Ich hatte eben das Artikelchen zu Addisons Kritik an gewissen Tendenzen zur Verschandelung seiner englischen Muttersprache abgespeichert, als witzigerweise eine E‑Mail von einem Freund eintrudelte, an dem gleich ein ganzes Buch mit ähnlichem Tenor hing: Eduard Engels, Sprich Deutsch! aus dem Jahre 1917. Der hatte damals allerdings weniger Probleme mit der faulheitsbedingten Beseitigung der Mehrsilbigkeit als mit dem übermäßigen Gebrauch von Fremdwörtern, auf gut Deutsch gesagt also der »Welscherei«. Was ihm durchaus nachzufühlen wäre (ich erinnere mich noch, wie nervig die Germanisten waren, die sich in ein amerikanistisches Seminar verirrten), fielen dabei nicht gleich Worthämmer wie »Herrenvolk«, »Krebsgeschwür« & »geistiger Landesverrat«.

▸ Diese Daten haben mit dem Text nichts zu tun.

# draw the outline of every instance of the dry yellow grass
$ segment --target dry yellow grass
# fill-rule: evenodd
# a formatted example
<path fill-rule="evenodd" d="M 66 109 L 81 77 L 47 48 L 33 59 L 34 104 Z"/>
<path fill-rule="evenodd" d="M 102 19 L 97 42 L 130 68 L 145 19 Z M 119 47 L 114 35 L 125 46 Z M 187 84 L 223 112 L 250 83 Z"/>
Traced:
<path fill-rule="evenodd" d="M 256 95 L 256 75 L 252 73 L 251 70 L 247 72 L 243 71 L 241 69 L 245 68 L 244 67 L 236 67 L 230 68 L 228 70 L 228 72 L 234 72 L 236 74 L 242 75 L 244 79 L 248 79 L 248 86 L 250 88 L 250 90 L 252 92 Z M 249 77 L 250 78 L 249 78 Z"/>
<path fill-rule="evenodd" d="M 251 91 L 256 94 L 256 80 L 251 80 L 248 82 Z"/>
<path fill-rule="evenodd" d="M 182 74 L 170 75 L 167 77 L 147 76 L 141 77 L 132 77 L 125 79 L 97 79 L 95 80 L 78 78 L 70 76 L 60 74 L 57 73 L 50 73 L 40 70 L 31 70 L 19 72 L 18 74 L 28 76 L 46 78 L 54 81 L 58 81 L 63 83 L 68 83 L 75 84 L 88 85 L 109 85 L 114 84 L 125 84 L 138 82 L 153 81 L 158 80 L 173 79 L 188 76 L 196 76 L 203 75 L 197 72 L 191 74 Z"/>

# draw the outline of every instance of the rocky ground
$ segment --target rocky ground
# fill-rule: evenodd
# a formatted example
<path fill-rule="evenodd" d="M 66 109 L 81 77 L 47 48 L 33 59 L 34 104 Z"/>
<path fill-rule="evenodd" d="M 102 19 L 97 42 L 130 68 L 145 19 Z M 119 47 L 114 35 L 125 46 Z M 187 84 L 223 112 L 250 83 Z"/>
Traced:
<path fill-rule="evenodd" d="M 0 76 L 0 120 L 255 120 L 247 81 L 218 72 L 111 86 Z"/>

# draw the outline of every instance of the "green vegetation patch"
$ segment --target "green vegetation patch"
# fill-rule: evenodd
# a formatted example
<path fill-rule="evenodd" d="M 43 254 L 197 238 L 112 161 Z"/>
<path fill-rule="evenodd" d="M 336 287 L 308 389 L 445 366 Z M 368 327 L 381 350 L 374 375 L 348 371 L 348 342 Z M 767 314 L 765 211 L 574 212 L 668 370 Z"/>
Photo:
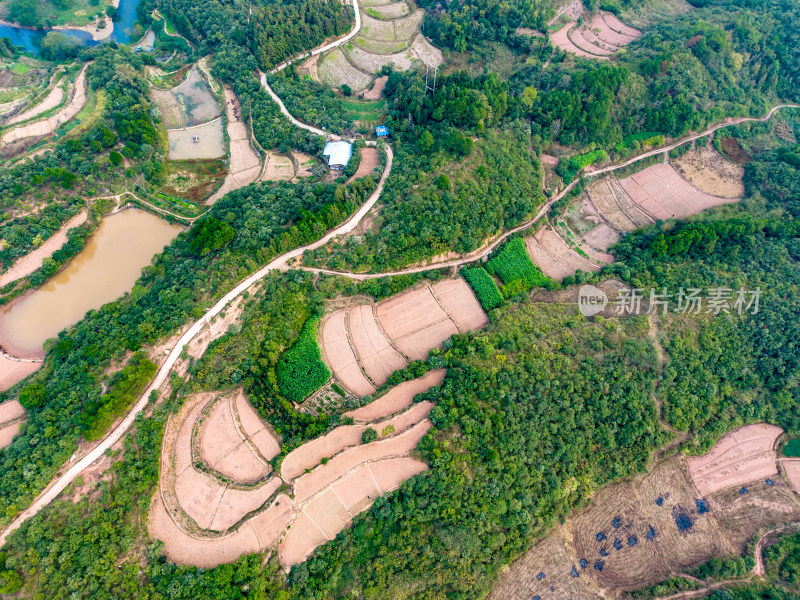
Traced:
<path fill-rule="evenodd" d="M 89 441 L 103 437 L 114 420 L 121 417 L 144 392 L 157 369 L 144 353 L 134 354 L 125 368 L 114 376 L 110 391 L 103 394 L 99 404 L 89 403 L 86 407 L 84 437 Z"/>
<path fill-rule="evenodd" d="M 800 438 L 795 438 L 786 442 L 783 447 L 783 455 L 791 458 L 800 458 Z"/>
<path fill-rule="evenodd" d="M 278 363 L 278 387 L 292 402 L 302 402 L 331 378 L 317 344 L 319 317 L 306 321 L 297 343 Z"/>
<path fill-rule="evenodd" d="M 469 268 L 464 269 L 461 274 L 467 280 L 472 291 L 475 292 L 475 296 L 478 298 L 478 302 L 481 303 L 483 310 L 492 310 L 503 303 L 503 294 L 500 293 L 497 284 L 492 276 L 486 272 L 486 269 L 481 267 Z"/>
<path fill-rule="evenodd" d="M 553 285 L 553 280 L 542 273 L 528 256 L 522 238 L 508 242 L 500 254 L 486 263 L 486 270 L 503 281 L 503 295 L 506 298 L 532 287 Z"/>

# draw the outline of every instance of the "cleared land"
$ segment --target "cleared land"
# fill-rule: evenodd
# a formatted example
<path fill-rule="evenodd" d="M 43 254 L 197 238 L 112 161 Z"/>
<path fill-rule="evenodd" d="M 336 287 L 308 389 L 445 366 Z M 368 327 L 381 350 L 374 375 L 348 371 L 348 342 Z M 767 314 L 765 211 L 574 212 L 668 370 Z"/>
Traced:
<path fill-rule="evenodd" d="M 60 83 L 61 82 L 59 82 L 59 84 Z M 42 100 L 39 104 L 29 108 L 25 112 L 20 113 L 15 117 L 12 117 L 8 120 L 6 125 L 15 125 L 16 123 L 28 121 L 61 104 L 64 101 L 64 88 L 59 84 L 56 84 L 56 86 L 50 90 L 50 93 L 48 93 L 44 100 Z"/>
<path fill-rule="evenodd" d="M 186 79 L 171 90 L 183 114 L 184 126 L 200 125 L 219 115 L 219 104 L 199 69 L 189 71 Z"/>
<path fill-rule="evenodd" d="M 394 458 L 364 465 L 310 502 L 292 523 L 280 547 L 286 566 L 303 562 L 320 544 L 333 539 L 352 518 L 381 494 L 427 468 L 413 458 Z"/>
<path fill-rule="evenodd" d="M 786 471 L 786 478 L 792 484 L 794 491 L 800 494 L 800 458 L 783 459 L 781 461 L 783 470 Z"/>
<path fill-rule="evenodd" d="M 568 275 L 581 271 L 599 271 L 600 267 L 589 262 L 569 247 L 549 225 L 540 228 L 533 236 L 525 238 L 528 254 L 542 272 L 562 281 Z"/>
<path fill-rule="evenodd" d="M 5 448 L 25 423 L 27 413 L 17 400 L 0 404 L 0 448 Z"/>
<path fill-rule="evenodd" d="M 750 439 L 753 427 L 733 434 Z M 698 498 L 675 456 L 644 477 L 606 486 L 513 563 L 488 598 L 615 597 L 609 591 L 638 589 L 714 556 L 739 554 L 758 531 L 800 515 L 791 488 L 763 475 L 745 489 Z"/>
<path fill-rule="evenodd" d="M 85 223 L 87 217 L 88 213 L 86 211 L 75 215 L 61 229 L 47 238 L 36 250 L 15 262 L 8 271 L 0 276 L 0 287 L 8 285 L 21 277 L 27 277 L 41 267 L 44 259 L 52 256 L 53 252 L 61 248 L 67 241 L 67 232 Z"/>
<path fill-rule="evenodd" d="M 36 121 L 28 125 L 22 125 L 21 127 L 7 131 L 5 134 L 3 134 L 2 140 L 0 141 L 2 141 L 3 144 L 10 144 L 11 142 L 15 142 L 24 138 L 50 135 L 60 125 L 63 125 L 67 121 L 70 121 L 72 118 L 74 118 L 75 115 L 77 115 L 86 104 L 87 67 L 88 65 L 85 65 L 75 78 L 75 85 L 72 87 L 72 96 L 70 97 L 70 100 L 66 106 L 47 119 Z"/>
<path fill-rule="evenodd" d="M 723 198 L 744 196 L 744 167 L 726 160 L 711 145 L 687 152 L 672 164 L 681 177 L 702 192 Z"/>
<path fill-rule="evenodd" d="M 367 89 L 372 77 L 356 69 L 345 57 L 341 48 L 327 53 L 317 67 L 319 78 L 331 87 L 349 85 L 353 91 Z"/>
<path fill-rule="evenodd" d="M 405 17 L 409 12 L 408 4 L 405 2 L 391 2 L 389 4 L 374 5 L 369 8 L 371 13 L 375 13 L 381 19 L 397 19 Z"/>
<path fill-rule="evenodd" d="M 42 368 L 40 362 L 11 360 L 0 354 L 0 391 L 5 391 Z"/>
<path fill-rule="evenodd" d="M 487 322 L 459 278 L 404 292 L 374 311 L 366 304 L 335 311 L 320 327 L 320 347 L 336 378 L 354 394 L 366 395 L 409 360 L 423 360 L 451 335 Z"/>
<path fill-rule="evenodd" d="M 358 169 L 355 173 L 353 173 L 353 176 L 350 178 L 348 183 L 355 179 L 359 179 L 360 177 L 366 177 L 367 175 L 371 174 L 372 171 L 375 170 L 375 167 L 380 164 L 381 155 L 377 148 L 365 146 L 364 148 L 361 148 L 360 153 L 361 162 L 358 163 Z"/>
<path fill-rule="evenodd" d="M 580 6 L 581 12 L 583 6 Z M 574 11 L 573 11 L 574 12 Z M 628 27 L 611 13 L 600 11 L 587 25 L 577 25 L 574 14 L 570 21 L 555 33 L 550 34 L 554 46 L 566 52 L 595 60 L 608 60 L 642 33 Z"/>
<path fill-rule="evenodd" d="M 657 163 L 620 179 L 619 184 L 636 205 L 662 220 L 682 219 L 707 208 L 736 201 L 701 192 L 664 163 Z"/>
<path fill-rule="evenodd" d="M 436 385 L 443 376 L 437 371 L 403 384 L 383 400 L 382 411 L 398 401 L 410 403 L 417 391 Z M 234 482 L 268 475 L 265 458 L 280 451 L 277 440 L 258 442 L 268 432 L 241 391 L 231 397 L 206 393 L 187 398 L 164 435 L 150 534 L 164 542 L 170 560 L 198 567 L 232 562 L 266 549 L 282 535 L 281 561 L 301 562 L 375 498 L 427 468 L 408 455 L 431 427 L 426 418 L 431 408 L 430 402 L 420 402 L 393 411 L 373 425 L 379 439 L 369 444 L 361 441 L 368 425 L 338 427 L 289 453 L 282 463 L 283 478 L 237 486 Z M 330 460 L 321 464 L 326 458 Z M 260 461 L 260 469 L 254 469 L 254 460 Z M 201 463 L 206 467 L 201 469 Z M 224 472 L 219 469 L 223 464 Z M 215 476 L 214 469 L 224 478 Z M 281 486 L 293 495 L 279 493 Z"/>
<path fill-rule="evenodd" d="M 372 84 L 372 87 L 369 89 L 369 91 L 366 91 L 363 94 L 361 94 L 361 97 L 364 100 L 380 100 L 383 97 L 383 88 L 386 87 L 386 81 L 388 79 L 389 79 L 388 75 L 383 75 L 382 77 L 378 77 L 375 80 L 375 83 Z M 364 149 L 362 148 L 362 150 Z"/>
<path fill-rule="evenodd" d="M 345 413 L 345 416 L 350 417 L 357 423 L 371 423 L 385 419 L 411 406 L 414 402 L 414 396 L 427 392 L 432 387 L 442 383 L 446 374 L 447 371 L 445 369 L 436 369 L 419 379 L 405 381 L 366 406 Z"/>
<path fill-rule="evenodd" d="M 289 181 L 294 177 L 294 163 L 288 156 L 270 154 L 267 157 L 267 168 L 262 179 L 267 181 Z"/>
<path fill-rule="evenodd" d="M 239 99 L 227 86 L 225 113 L 228 117 L 228 138 L 231 143 L 230 165 L 222 187 L 208 199 L 208 204 L 214 204 L 228 192 L 253 183 L 261 173 L 261 159 L 250 146 L 247 126 L 241 120 L 242 109 L 239 106 Z"/>
<path fill-rule="evenodd" d="M 703 456 L 690 456 L 689 473 L 700 495 L 777 475 L 774 446 L 781 433 L 774 425 L 747 425 L 723 436 Z"/>
<path fill-rule="evenodd" d="M 167 141 L 170 160 L 219 158 L 225 155 L 222 119 L 189 129 L 170 129 L 167 131 Z"/>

Nichtsdestoweniger werd’ ich’s mir bei Gelegenheit zu Gemüte führen; kurzweilig scheint es, wie die folgende Stelle zeigt, allemal:
»Daß es eine Volksehre gibt, sehen wohl selbst die meisten deutschen Welscher ein. Daß jedes große Volk seine Sprachehre haben und hüten muß, ist den unbelehrbaren Welschern unfaßbar, denn ihnen ist die Sprache nur Verständigungsmittel, nicht heiliges Leben der Volksseele. Man hat dumme unreife deutsche Mädchen, die mit französischen Kriegsgefangenen geliebäugelt, ins Gefängnis gesperrt ›wegen Würdelosigkeit‹. Wie denkt der Leser über deutsche Würde angesichts folgender recht bekannt gewordener Vorkommnisse inmitten des deutschen Weltkrieges? Ein preußischer Hauptmann weist voll Entrüstung zurück eine ihm ins Feld geschickte Zigarettenschachtel mit der Aufschrift: ›Extra Noblesse de la fabrique Patria à Posen‹ und fragt in der Täglichen Rundschau: ›Wird es noch nicht anders?‹ Er hatte gefühlt, was wir alle wissen: Es wird nicht anders.« Eduard Engel, Sprich Deutsch! (1917)

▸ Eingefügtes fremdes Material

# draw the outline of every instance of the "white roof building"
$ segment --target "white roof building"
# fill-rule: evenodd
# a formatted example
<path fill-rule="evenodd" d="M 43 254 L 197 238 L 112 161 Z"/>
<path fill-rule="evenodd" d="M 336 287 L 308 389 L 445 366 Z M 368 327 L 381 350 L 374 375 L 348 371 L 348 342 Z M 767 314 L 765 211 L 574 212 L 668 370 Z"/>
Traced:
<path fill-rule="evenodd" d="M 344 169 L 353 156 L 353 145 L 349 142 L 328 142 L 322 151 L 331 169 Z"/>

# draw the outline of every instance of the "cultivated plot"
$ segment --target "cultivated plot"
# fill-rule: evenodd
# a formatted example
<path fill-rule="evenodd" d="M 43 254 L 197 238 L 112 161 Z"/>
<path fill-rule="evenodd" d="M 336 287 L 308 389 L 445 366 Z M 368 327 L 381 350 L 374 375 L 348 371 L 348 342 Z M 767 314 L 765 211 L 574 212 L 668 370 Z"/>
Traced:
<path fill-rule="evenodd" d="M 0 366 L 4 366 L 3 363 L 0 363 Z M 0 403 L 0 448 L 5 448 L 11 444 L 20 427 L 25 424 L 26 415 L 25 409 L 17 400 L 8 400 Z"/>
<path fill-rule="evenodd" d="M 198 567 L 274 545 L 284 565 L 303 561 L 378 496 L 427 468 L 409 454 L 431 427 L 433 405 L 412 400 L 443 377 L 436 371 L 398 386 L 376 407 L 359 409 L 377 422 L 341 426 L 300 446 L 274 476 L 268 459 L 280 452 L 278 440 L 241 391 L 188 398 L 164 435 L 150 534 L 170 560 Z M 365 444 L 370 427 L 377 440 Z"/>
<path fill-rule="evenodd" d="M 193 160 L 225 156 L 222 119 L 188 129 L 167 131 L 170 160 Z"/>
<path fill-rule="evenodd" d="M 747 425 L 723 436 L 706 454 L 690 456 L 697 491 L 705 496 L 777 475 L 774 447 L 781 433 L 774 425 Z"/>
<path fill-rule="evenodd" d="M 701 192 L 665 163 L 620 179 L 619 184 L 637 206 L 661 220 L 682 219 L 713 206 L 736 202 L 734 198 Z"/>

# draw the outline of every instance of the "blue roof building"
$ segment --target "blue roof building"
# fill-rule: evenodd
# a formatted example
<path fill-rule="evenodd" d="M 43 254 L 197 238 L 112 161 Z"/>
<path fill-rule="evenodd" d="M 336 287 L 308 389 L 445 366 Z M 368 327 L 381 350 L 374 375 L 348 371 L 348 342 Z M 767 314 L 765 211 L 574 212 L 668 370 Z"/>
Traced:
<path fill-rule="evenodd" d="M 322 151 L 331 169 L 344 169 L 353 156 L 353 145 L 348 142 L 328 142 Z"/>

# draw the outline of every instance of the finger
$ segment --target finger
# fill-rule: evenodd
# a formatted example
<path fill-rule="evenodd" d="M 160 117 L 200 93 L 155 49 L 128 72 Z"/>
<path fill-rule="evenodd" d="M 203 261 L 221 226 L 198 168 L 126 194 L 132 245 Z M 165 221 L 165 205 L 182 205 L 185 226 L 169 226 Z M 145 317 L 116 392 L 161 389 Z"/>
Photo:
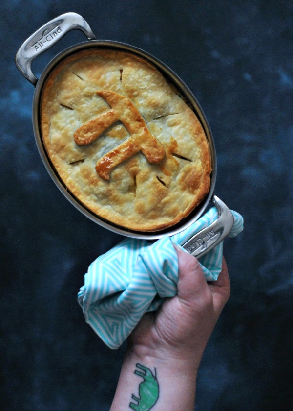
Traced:
<path fill-rule="evenodd" d="M 179 272 L 178 296 L 189 301 L 202 298 L 209 289 L 200 264 L 195 257 L 186 251 L 177 247 L 176 251 Z"/>

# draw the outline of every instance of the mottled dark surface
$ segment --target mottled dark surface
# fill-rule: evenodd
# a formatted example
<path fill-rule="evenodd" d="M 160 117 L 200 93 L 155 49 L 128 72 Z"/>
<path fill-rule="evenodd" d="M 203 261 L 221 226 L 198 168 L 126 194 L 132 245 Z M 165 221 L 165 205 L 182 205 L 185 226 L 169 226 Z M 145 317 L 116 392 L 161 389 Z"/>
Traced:
<path fill-rule="evenodd" d="M 31 125 L 22 42 L 75 11 L 97 37 L 140 47 L 193 91 L 217 151 L 216 193 L 244 217 L 225 242 L 230 300 L 200 369 L 198 411 L 293 410 L 293 3 L 290 0 L 2 0 L 0 90 L 0 409 L 103 411 L 111 351 L 77 301 L 89 264 L 122 239 L 76 210 L 47 173 Z M 33 65 L 85 37 L 72 32 Z"/>

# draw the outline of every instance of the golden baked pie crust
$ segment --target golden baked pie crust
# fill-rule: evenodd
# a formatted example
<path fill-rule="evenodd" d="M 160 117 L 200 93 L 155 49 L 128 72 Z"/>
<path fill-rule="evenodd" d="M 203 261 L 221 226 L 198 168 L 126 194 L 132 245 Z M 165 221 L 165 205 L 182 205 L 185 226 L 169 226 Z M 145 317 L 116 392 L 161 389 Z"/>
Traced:
<path fill-rule="evenodd" d="M 44 83 L 41 122 L 66 187 L 115 224 L 167 228 L 209 193 L 200 122 L 152 65 L 130 53 L 90 49 L 63 60 Z"/>

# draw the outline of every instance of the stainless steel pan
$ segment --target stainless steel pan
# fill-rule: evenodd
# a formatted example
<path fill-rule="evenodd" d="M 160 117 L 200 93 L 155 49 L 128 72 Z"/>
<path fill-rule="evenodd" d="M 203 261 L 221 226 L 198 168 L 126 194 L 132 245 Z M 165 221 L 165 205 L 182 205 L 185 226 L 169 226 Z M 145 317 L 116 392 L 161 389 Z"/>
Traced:
<path fill-rule="evenodd" d="M 56 56 L 46 66 L 40 78 L 38 79 L 32 71 L 31 64 L 33 60 L 53 46 L 64 34 L 73 29 L 82 30 L 87 37 L 88 41 L 73 46 Z M 66 189 L 47 155 L 42 140 L 40 121 L 40 102 L 44 83 L 51 71 L 61 60 L 77 51 L 96 48 L 122 50 L 149 61 L 161 71 L 168 81 L 173 83 L 187 100 L 199 119 L 205 130 L 209 145 L 212 168 L 209 192 L 200 205 L 188 218 L 169 229 L 155 233 L 133 232 L 123 229 L 101 219 L 82 204 Z M 211 203 L 216 206 L 218 210 L 218 219 L 212 225 L 212 226 L 209 226 L 188 242 L 184 245 L 185 248 L 191 254 L 198 256 L 207 252 L 211 247 L 221 241 L 229 233 L 233 225 L 233 216 L 227 206 L 213 195 L 216 177 L 216 157 L 214 144 L 208 121 L 192 93 L 182 80 L 165 64 L 150 54 L 133 46 L 118 42 L 96 40 L 94 33 L 86 22 L 82 16 L 75 13 L 65 13 L 59 16 L 44 24 L 32 34 L 19 48 L 16 56 L 16 63 L 21 73 L 35 87 L 32 107 L 33 126 L 37 145 L 44 164 L 62 193 L 84 215 L 100 225 L 123 235 L 154 240 L 166 234 L 171 236 L 189 226 L 199 218 Z M 207 241 L 207 240 L 209 241 Z"/>

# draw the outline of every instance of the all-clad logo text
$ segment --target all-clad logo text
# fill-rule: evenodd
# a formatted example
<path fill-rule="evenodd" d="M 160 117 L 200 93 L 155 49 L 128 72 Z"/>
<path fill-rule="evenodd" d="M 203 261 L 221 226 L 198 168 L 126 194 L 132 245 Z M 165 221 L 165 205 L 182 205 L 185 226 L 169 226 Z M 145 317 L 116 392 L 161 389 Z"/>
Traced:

Dass den Guten bei der Lektüre der ersten SMS der Schlag getroffen hätte, so denke ich mal, ist wohl klar. Aber wo mittlerweile ja nun die teutsche Obrigkeit unsere Muttersprache von Amts wegen hat verhunzen lassen, würde mich schon interessieren, was der gute Engel dazu gesagt hätte. Wo ihm damals schon der deutsche Reichstag »beherrschender Mittelpunkt welschender Beredsamkeit« war.

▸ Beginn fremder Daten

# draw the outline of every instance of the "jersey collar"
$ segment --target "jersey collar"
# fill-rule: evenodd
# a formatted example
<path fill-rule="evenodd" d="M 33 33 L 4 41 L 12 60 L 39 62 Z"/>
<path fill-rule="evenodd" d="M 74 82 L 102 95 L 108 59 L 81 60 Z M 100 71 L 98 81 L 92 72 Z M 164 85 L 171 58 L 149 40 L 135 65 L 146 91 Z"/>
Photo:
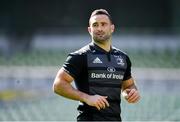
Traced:
<path fill-rule="evenodd" d="M 97 44 L 95 44 L 94 42 L 91 42 L 90 45 L 97 51 L 103 52 L 103 53 L 111 53 L 112 52 L 112 46 L 110 47 L 110 51 L 106 51 L 103 48 L 101 48 L 100 46 L 98 46 Z"/>

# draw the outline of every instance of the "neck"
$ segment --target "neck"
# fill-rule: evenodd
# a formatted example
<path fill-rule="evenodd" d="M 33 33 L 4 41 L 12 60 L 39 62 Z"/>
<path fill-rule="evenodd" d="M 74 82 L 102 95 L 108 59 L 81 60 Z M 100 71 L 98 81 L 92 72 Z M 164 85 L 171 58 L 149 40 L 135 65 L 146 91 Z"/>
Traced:
<path fill-rule="evenodd" d="M 104 43 L 99 43 L 99 42 L 94 41 L 94 40 L 93 40 L 93 42 L 107 52 L 109 52 L 111 50 L 111 40 L 108 40 Z"/>

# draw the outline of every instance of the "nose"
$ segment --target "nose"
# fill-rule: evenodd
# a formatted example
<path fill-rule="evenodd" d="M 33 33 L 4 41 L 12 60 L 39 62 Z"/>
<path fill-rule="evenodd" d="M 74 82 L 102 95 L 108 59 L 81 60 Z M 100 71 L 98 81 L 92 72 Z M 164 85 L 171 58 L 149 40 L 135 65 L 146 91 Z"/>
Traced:
<path fill-rule="evenodd" d="M 101 26 L 101 25 L 98 26 L 98 27 L 97 27 L 97 30 L 98 30 L 98 31 L 102 31 L 102 26 Z"/>

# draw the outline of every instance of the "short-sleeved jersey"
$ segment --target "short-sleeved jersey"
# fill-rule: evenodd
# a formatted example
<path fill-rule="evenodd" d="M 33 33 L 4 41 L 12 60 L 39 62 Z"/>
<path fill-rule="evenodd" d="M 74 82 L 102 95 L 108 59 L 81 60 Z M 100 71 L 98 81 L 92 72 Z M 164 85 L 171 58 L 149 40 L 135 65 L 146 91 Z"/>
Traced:
<path fill-rule="evenodd" d="M 96 121 L 121 120 L 121 84 L 131 78 L 131 62 L 124 52 L 115 47 L 106 52 L 90 43 L 70 53 L 63 68 L 74 78 L 78 90 L 90 95 L 108 96 L 110 106 L 100 111 L 85 103 L 79 104 L 81 118 Z"/>

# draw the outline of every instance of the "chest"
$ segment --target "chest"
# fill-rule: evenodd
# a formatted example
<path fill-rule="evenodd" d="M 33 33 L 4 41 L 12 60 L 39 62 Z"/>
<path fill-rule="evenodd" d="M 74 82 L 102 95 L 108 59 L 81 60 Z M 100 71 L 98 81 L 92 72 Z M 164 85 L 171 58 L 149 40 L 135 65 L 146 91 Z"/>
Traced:
<path fill-rule="evenodd" d="M 120 54 L 88 54 L 87 69 L 90 80 L 119 81 L 127 68 L 126 57 Z"/>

Auf der anderen Seite drängen sich mir angesichts der folgenden Passage gewisse, wenn auch noch nicht so recht festzumachende Parallelen auf:
»Das Wort ›Unmöglich‹ scheint es in Deutschland nicht zu geben; was können denn die Deutschen nicht? – Der Weltkrieg ums deutsche Dasein hat in der Tat den, uns Deutsche nicht zum wenigsten, überraschenden Beweis geliefert, daß wir so ziemlich alles können, was in Menschenmacht liegt; daß wir vieles trefflicher können als andre Völker; daß wir jedoch selbst in diesem Tod- oder Lebenkampf ums Fortbestehen deutschen Volkstumes nicht das vermögen, was die niedrigsten unsrer vielfarbigen Feinde mühelos vollbringen: den festesten Grundbau alles Volkstumes unerschütterlich zu bewahren, die unverfälschte, unverwelschte Muttersprache.«
Wir Deutschen können alles, selbst durch Verordnung von oben unter dem Deckmäntelchen einer »Reform« eine gewachsene Sprache verhunzen, während der »vielfarbige« Rest der Welt es mühelos vollbringt, sich den festesten Grundbau seines Volksthumes zu bewahren, indem er selbiges einfach weiterwursteln lässt.